To compare biofilm formation in the microfluidic device to static conditions (without shaking at 25 °C), the overnight-grown cell cultures of S. aureus and C. albicans were diluted in their respective growth media with a normalized OD600 of 0.05. For the mono-species biofilm assays, the diluted cell culture in the growth medium was inoculated into a 96-well microtiter plate and incubated for 24 h. Similarly, for the dual-species biofilm assays, equal volumes of diluted (OD600 = 0.05) cultures of S. aureus and C. albicans were inoculated into the microplate and incubated for 24 h. After the free-floating cells were discarded, the surface-attached cells were washed with water and stained with 0.1% crystal violet. The stained cell culture was dissolved in 95% ethyl alcohol and quantified at 570 nm using a microplate reader (BioTek, Winooski, VT, USA).
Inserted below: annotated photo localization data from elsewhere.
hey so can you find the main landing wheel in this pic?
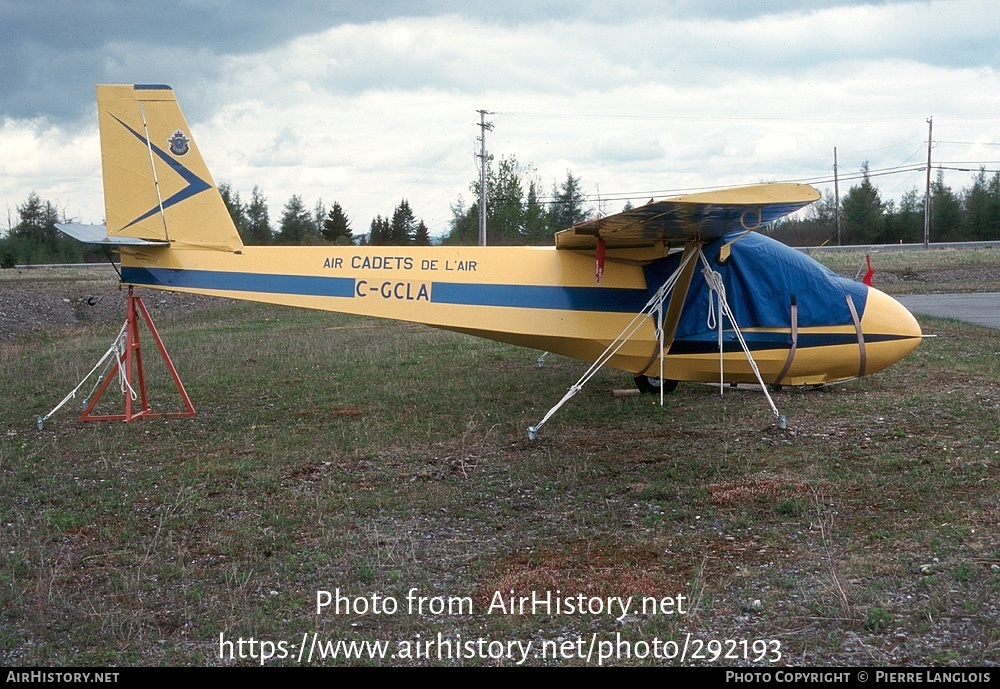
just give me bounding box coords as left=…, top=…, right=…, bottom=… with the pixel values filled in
left=634, top=375, right=678, bottom=395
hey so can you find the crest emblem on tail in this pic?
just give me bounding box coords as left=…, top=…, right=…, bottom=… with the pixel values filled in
left=167, top=129, right=190, bottom=156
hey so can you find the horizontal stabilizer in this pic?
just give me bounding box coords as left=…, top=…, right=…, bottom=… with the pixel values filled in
left=56, top=223, right=170, bottom=246
left=555, top=183, right=820, bottom=250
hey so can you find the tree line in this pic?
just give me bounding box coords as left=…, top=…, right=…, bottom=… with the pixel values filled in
left=215, top=156, right=592, bottom=248
left=217, top=184, right=432, bottom=247
left=770, top=164, right=1000, bottom=246
left=442, top=155, right=589, bottom=246
left=0, top=192, right=105, bottom=267
left=6, top=161, right=997, bottom=266
left=0, top=156, right=595, bottom=266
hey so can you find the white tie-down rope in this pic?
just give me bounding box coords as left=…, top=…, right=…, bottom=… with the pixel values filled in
left=81, top=325, right=139, bottom=406
left=657, top=297, right=665, bottom=407
left=697, top=250, right=783, bottom=424
left=703, top=268, right=724, bottom=390
left=114, top=342, right=139, bottom=403
left=36, top=319, right=136, bottom=430
left=528, top=248, right=698, bottom=440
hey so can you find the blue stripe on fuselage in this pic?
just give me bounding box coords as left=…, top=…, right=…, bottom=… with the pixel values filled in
left=122, top=267, right=356, bottom=298
left=122, top=267, right=651, bottom=312
left=667, top=331, right=912, bottom=354
left=122, top=267, right=649, bottom=312
left=120, top=267, right=911, bottom=352
left=430, top=282, right=650, bottom=312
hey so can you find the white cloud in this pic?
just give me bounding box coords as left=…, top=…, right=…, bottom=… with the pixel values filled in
left=2, top=2, right=999, bottom=236
left=0, top=118, right=102, bottom=228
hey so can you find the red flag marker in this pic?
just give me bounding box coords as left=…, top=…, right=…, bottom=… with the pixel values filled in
left=863, top=254, right=874, bottom=286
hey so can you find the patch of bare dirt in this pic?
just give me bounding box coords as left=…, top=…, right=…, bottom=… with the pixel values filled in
left=483, top=540, right=686, bottom=604
left=0, top=271, right=229, bottom=342
left=706, top=472, right=814, bottom=505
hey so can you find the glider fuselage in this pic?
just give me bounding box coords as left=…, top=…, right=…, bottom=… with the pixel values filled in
left=119, top=238, right=921, bottom=386
left=62, top=83, right=922, bottom=389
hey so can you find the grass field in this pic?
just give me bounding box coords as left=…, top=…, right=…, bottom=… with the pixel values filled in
left=810, top=245, right=1000, bottom=295
left=0, top=254, right=997, bottom=666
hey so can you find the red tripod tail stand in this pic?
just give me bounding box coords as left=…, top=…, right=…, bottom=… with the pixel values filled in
left=80, top=286, right=195, bottom=422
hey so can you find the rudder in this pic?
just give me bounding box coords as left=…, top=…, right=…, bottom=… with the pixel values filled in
left=98, top=84, right=243, bottom=252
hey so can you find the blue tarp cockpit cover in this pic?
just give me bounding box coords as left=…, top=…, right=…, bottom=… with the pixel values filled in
left=642, top=232, right=868, bottom=341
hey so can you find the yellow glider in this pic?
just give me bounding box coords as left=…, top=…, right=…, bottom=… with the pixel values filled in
left=58, top=84, right=922, bottom=395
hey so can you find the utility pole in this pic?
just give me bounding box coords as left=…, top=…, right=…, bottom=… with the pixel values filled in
left=923, top=116, right=933, bottom=249
left=476, top=110, right=494, bottom=246
left=833, top=147, right=841, bottom=246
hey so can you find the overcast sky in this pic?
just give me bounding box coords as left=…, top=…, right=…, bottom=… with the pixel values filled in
left=2, top=0, right=998, bottom=238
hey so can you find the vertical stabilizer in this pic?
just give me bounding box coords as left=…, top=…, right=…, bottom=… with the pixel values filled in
left=97, top=84, right=243, bottom=252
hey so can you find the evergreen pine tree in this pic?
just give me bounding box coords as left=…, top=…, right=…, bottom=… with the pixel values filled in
left=548, top=171, right=587, bottom=230
left=443, top=197, right=477, bottom=245
left=245, top=186, right=273, bottom=245
left=218, top=182, right=248, bottom=237
left=523, top=179, right=550, bottom=244
left=313, top=199, right=327, bottom=238
left=412, top=220, right=431, bottom=246
left=841, top=162, right=884, bottom=244
left=277, top=195, right=314, bottom=244
left=930, top=170, right=963, bottom=241
left=322, top=202, right=353, bottom=245
left=389, top=199, right=415, bottom=245
left=369, top=215, right=390, bottom=245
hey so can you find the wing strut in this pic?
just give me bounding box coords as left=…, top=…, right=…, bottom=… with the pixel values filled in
left=527, top=245, right=700, bottom=440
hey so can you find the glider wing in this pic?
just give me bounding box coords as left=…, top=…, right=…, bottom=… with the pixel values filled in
left=554, top=183, right=820, bottom=250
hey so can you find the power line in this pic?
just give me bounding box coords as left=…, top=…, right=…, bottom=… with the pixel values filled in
left=498, top=110, right=960, bottom=124
left=531, top=160, right=1000, bottom=207
left=937, top=165, right=1000, bottom=173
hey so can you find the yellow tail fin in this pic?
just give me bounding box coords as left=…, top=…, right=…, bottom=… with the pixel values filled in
left=98, top=84, right=243, bottom=252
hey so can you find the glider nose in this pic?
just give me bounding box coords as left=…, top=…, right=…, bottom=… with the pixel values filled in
left=860, top=287, right=923, bottom=375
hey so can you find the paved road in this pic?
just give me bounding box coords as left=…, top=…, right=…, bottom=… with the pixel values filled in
left=896, top=293, right=1000, bottom=330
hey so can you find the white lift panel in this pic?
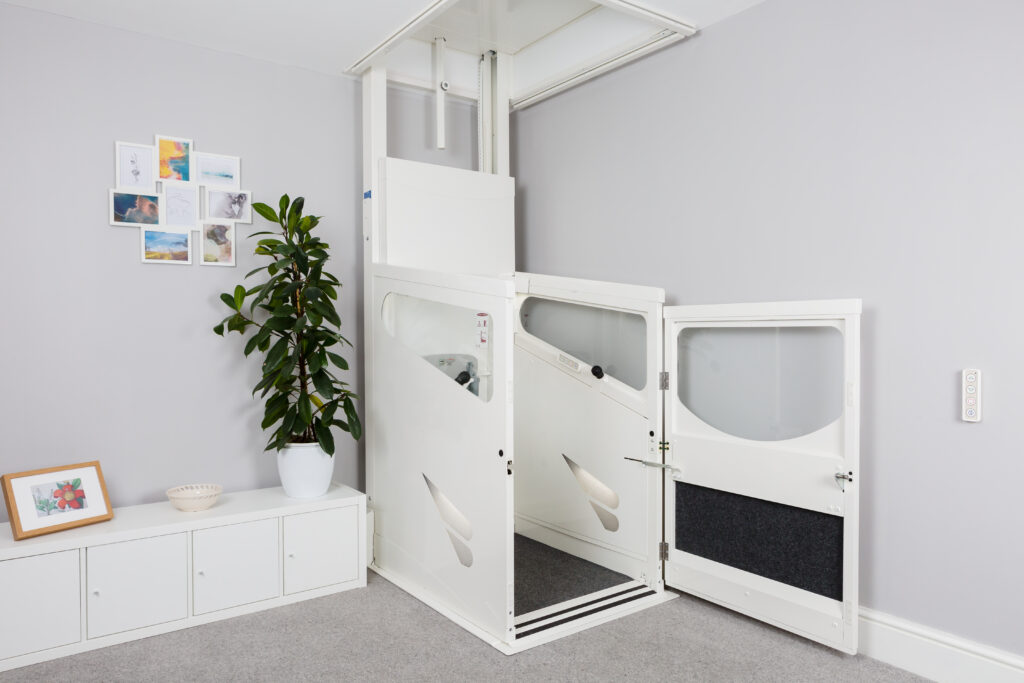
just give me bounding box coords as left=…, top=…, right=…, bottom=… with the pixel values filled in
left=370, top=267, right=515, bottom=644
left=381, top=157, right=515, bottom=276
left=662, top=300, right=861, bottom=653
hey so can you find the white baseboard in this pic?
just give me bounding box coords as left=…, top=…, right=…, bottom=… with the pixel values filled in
left=860, top=608, right=1024, bottom=683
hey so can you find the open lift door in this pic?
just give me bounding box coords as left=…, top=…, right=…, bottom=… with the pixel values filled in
left=662, top=300, right=861, bottom=653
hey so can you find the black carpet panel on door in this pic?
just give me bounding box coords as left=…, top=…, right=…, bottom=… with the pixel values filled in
left=674, top=482, right=843, bottom=601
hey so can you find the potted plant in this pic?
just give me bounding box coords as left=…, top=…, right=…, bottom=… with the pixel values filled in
left=214, top=194, right=361, bottom=498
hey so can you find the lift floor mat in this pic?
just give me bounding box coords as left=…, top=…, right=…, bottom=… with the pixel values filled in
left=514, top=534, right=631, bottom=615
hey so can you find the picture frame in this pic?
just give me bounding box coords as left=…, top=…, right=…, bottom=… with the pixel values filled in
left=194, top=152, right=241, bottom=189
left=141, top=228, right=192, bottom=265
left=205, top=188, right=252, bottom=223
left=155, top=134, right=193, bottom=184
left=1, top=461, right=113, bottom=541
left=115, top=141, right=157, bottom=192
left=164, top=184, right=199, bottom=229
left=109, top=189, right=162, bottom=227
left=199, top=221, right=236, bottom=267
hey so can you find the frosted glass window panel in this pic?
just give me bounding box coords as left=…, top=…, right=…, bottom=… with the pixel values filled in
left=676, top=326, right=843, bottom=441
left=382, top=293, right=493, bottom=402
left=519, top=298, right=647, bottom=390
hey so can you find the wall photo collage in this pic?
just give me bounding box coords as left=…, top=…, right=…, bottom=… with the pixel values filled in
left=110, top=135, right=248, bottom=267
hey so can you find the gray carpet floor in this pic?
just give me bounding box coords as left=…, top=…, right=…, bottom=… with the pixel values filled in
left=2, top=572, right=926, bottom=683
left=515, top=534, right=631, bottom=615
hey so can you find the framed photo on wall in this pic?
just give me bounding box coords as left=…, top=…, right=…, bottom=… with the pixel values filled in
left=115, top=141, right=156, bottom=192
left=205, top=188, right=252, bottom=223
left=155, top=134, right=193, bottom=184
left=109, top=189, right=162, bottom=227
left=1, top=461, right=114, bottom=541
left=164, top=184, right=199, bottom=229
left=194, top=152, right=240, bottom=189
left=200, top=221, right=235, bottom=266
left=141, top=228, right=192, bottom=265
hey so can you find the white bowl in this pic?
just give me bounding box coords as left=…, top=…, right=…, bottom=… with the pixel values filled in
left=166, top=484, right=223, bottom=512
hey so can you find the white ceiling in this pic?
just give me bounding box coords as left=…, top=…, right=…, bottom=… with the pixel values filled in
left=2, top=0, right=430, bottom=77
left=4, top=0, right=765, bottom=77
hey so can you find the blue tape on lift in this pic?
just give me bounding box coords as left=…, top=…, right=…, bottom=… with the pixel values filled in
left=363, top=190, right=371, bottom=199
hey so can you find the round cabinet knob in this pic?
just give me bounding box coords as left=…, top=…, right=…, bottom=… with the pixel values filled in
left=92, top=589, right=100, bottom=597
left=288, top=553, right=295, bottom=559
left=591, top=365, right=604, bottom=379
left=197, top=570, right=205, bottom=577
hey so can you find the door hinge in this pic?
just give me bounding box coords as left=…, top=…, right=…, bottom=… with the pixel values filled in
left=658, top=441, right=669, bottom=453
left=659, top=542, right=669, bottom=562
left=659, top=371, right=669, bottom=390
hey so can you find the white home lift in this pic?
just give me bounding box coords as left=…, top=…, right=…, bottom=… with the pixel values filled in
left=355, top=0, right=861, bottom=655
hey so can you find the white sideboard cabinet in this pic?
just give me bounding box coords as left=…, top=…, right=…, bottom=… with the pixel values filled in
left=0, top=485, right=365, bottom=673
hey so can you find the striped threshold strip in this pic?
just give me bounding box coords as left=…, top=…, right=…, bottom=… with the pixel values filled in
left=515, top=585, right=656, bottom=639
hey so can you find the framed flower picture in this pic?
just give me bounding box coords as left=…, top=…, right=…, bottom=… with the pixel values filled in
left=1, top=461, right=114, bottom=541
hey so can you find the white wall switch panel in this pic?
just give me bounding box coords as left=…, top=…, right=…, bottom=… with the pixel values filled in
left=962, top=368, right=981, bottom=422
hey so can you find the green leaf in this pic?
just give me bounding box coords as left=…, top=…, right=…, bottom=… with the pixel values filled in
left=304, top=286, right=322, bottom=301
left=261, top=400, right=288, bottom=429
left=312, top=370, right=335, bottom=400
left=264, top=317, right=293, bottom=331
left=278, top=195, right=290, bottom=222
left=343, top=396, right=362, bottom=441
left=265, top=337, right=290, bottom=370
left=281, top=406, right=297, bottom=436
left=297, top=393, right=312, bottom=428
left=233, top=285, right=245, bottom=311
left=252, top=202, right=280, bottom=223
left=252, top=372, right=276, bottom=396
left=71, top=478, right=82, bottom=489
left=220, top=292, right=237, bottom=310
left=226, top=314, right=246, bottom=333
left=328, top=352, right=349, bottom=371
left=308, top=350, right=324, bottom=375
left=293, top=249, right=308, bottom=273
left=213, top=323, right=225, bottom=336
left=315, top=420, right=335, bottom=455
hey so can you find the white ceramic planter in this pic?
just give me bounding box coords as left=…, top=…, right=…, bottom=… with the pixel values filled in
left=277, top=443, right=334, bottom=498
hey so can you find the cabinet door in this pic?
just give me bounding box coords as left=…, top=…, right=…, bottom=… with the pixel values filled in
left=87, top=534, right=187, bottom=638
left=0, top=550, right=80, bottom=660
left=193, top=518, right=279, bottom=615
left=283, top=507, right=358, bottom=595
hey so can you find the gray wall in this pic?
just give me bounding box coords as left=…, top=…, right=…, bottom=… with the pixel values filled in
left=513, top=0, right=1024, bottom=655
left=0, top=5, right=474, bottom=518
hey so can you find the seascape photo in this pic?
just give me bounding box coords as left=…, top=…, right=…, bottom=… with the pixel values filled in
left=195, top=153, right=240, bottom=188
left=142, top=229, right=192, bottom=264
left=111, top=191, right=160, bottom=226
left=157, top=135, right=192, bottom=182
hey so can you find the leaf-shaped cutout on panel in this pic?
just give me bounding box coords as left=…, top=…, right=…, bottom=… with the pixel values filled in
left=589, top=501, right=620, bottom=532
left=423, top=474, right=473, bottom=541
left=445, top=529, right=474, bottom=568
left=563, top=454, right=620, bottom=509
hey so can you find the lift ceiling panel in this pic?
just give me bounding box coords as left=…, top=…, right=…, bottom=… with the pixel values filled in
left=348, top=0, right=766, bottom=108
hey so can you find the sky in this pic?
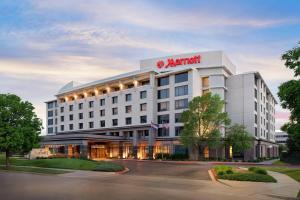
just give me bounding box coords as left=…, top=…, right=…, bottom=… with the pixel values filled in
left=0, top=0, right=299, bottom=134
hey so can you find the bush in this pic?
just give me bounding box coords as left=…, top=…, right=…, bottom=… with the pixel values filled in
left=217, top=171, right=225, bottom=176
left=155, top=153, right=170, bottom=160
left=214, top=165, right=233, bottom=175
left=218, top=173, right=276, bottom=182
left=255, top=168, right=267, bottom=175
left=170, top=153, right=188, bottom=160
left=248, top=167, right=267, bottom=175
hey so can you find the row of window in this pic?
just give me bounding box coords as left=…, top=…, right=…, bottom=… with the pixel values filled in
left=157, top=99, right=188, bottom=112
left=59, top=116, right=148, bottom=131
left=157, top=126, right=183, bottom=137
left=48, top=111, right=183, bottom=127
left=59, top=91, right=147, bottom=113
left=157, top=85, right=188, bottom=99
left=157, top=72, right=188, bottom=87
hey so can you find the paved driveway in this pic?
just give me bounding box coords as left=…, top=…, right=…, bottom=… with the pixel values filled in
left=113, top=160, right=211, bottom=180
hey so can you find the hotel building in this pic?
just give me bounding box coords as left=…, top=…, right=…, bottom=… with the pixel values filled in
left=42, top=51, right=279, bottom=160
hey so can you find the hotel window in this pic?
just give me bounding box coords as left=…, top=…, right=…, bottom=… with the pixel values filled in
left=89, top=111, right=94, bottom=118
left=255, top=77, right=258, bottom=86
left=112, top=119, right=118, bottom=126
left=255, top=114, right=257, bottom=124
left=175, top=126, right=183, bottom=136
left=141, top=80, right=150, bottom=85
left=255, top=127, right=258, bottom=137
left=100, top=99, right=105, bottom=106
left=69, top=105, right=73, bottom=111
left=89, top=122, right=94, bottom=128
left=60, top=107, right=64, bottom=113
left=60, top=125, right=64, bottom=131
left=175, top=85, right=188, bottom=96
left=158, top=89, right=169, bottom=99
left=175, top=72, right=188, bottom=83
left=55, top=110, right=57, bottom=116
left=126, top=117, right=132, bottom=125
left=79, top=113, right=83, bottom=120
left=100, top=109, right=105, bottom=117
left=175, top=99, right=188, bottom=109
left=69, top=124, right=73, bottom=130
left=78, top=123, right=83, bottom=129
left=202, top=77, right=209, bottom=87
left=89, top=101, right=94, bottom=108
left=48, top=127, right=53, bottom=134
left=140, top=103, right=147, bottom=111
left=60, top=116, right=64, bottom=122
left=112, top=107, right=118, bottom=115
left=158, top=76, right=169, bottom=86
left=69, top=114, right=73, bottom=121
left=100, top=120, right=105, bottom=127
left=175, top=113, right=182, bottom=123
left=48, top=119, right=53, bottom=126
left=140, top=91, right=147, bottom=99
left=158, top=114, right=169, bottom=124
left=254, top=89, right=257, bottom=98
left=55, top=118, right=57, bottom=124
left=48, top=111, right=53, bottom=117
left=79, top=103, right=83, bottom=110
left=157, top=128, right=169, bottom=137
left=125, top=94, right=132, bottom=102
left=255, top=102, right=257, bottom=111
left=48, top=102, right=54, bottom=109
left=140, top=115, right=147, bottom=123
left=125, top=105, right=132, bottom=113
left=112, top=96, right=118, bottom=104
left=157, top=101, right=169, bottom=112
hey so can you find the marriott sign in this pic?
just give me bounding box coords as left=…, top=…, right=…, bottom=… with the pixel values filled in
left=156, top=55, right=201, bottom=69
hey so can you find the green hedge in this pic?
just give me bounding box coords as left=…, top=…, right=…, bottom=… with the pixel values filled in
left=218, top=173, right=277, bottom=182
left=248, top=167, right=268, bottom=175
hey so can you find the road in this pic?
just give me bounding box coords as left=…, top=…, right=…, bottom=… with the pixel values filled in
left=0, top=161, right=297, bottom=200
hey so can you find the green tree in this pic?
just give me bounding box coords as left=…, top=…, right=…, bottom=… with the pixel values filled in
left=0, top=94, right=42, bottom=167
left=180, top=93, right=230, bottom=160
left=278, top=42, right=300, bottom=154
left=226, top=124, right=253, bottom=160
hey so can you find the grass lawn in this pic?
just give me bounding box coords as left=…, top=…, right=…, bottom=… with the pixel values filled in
left=0, top=166, right=69, bottom=174
left=214, top=165, right=277, bottom=182
left=0, top=154, right=124, bottom=172
left=262, top=167, right=300, bottom=182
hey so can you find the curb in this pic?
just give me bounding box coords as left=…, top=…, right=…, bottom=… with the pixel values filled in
left=208, top=169, right=217, bottom=182
left=116, top=167, right=130, bottom=174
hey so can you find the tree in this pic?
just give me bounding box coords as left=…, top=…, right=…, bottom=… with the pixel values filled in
left=180, top=93, right=230, bottom=160
left=0, top=94, right=42, bottom=167
left=278, top=42, right=300, bottom=155
left=226, top=124, right=253, bottom=160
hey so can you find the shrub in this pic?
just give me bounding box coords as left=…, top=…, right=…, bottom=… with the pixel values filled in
left=226, top=169, right=234, bottom=174
left=214, top=165, right=233, bottom=175
left=248, top=167, right=257, bottom=172
left=155, top=153, right=170, bottom=160
left=218, top=173, right=276, bottom=182
left=217, top=171, right=225, bottom=176
left=255, top=168, right=267, bottom=175
left=248, top=167, right=267, bottom=175
left=170, top=153, right=188, bottom=160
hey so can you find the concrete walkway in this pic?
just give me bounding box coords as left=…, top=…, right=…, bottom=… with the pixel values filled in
left=217, top=170, right=300, bottom=199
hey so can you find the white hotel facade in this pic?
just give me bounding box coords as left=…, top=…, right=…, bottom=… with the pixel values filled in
left=42, top=51, right=279, bottom=160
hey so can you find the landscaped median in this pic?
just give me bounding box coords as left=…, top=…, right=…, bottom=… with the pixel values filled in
left=213, top=165, right=277, bottom=182
left=0, top=154, right=125, bottom=174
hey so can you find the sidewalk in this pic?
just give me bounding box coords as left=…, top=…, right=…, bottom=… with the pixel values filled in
left=216, top=170, right=300, bottom=199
Both mono- and dual-species biofilm architectures established under static conditions were visualized using SEM (TESCAN; Vega II LSU, Czech). Mono- and dual-species biofilms were grown on the surface of a nylon membrane (0.5 × 0.5 cm) and placed in a 24-well microplate. After 24 h of incubation at 25 °C, the cell culture was directly fixed with formaldehyde and glutaraldehyde overnight at 4 °C. The fixed cells were washed three times with phosphate-buffered saline (pH = 7.4), followed by dehydration with increasing concentrations (50–100%) of ethyl alcohol. A freeze dryer (FD8518, ilShinBiobase Co. Ltd., Korea) was used to dry the membrane. The biofilm architecture of the nylon membrane was visualized using an electron microscope.

Statistical analysis

The data are presented as mean ± standard deviation. Each group (both treated and untreated control samples) was measured five times (N = 5). Because of the small number of test samples and distribution-free data, the Mann–Whitney U test was used for a nonparametric statistical analysis to evaluate the differences among the groups46. A Bonferroni correction with an adjusted p-value was used as a post hoc test to minimize the chances of incorrectly rejecting the null hypothesis when each pair of the groups was compared67,68. An SPSS program (SPSS, Inc., Chicago, USA) was used to assist the calculation process, and p < 0.5 was considered statistically significant69.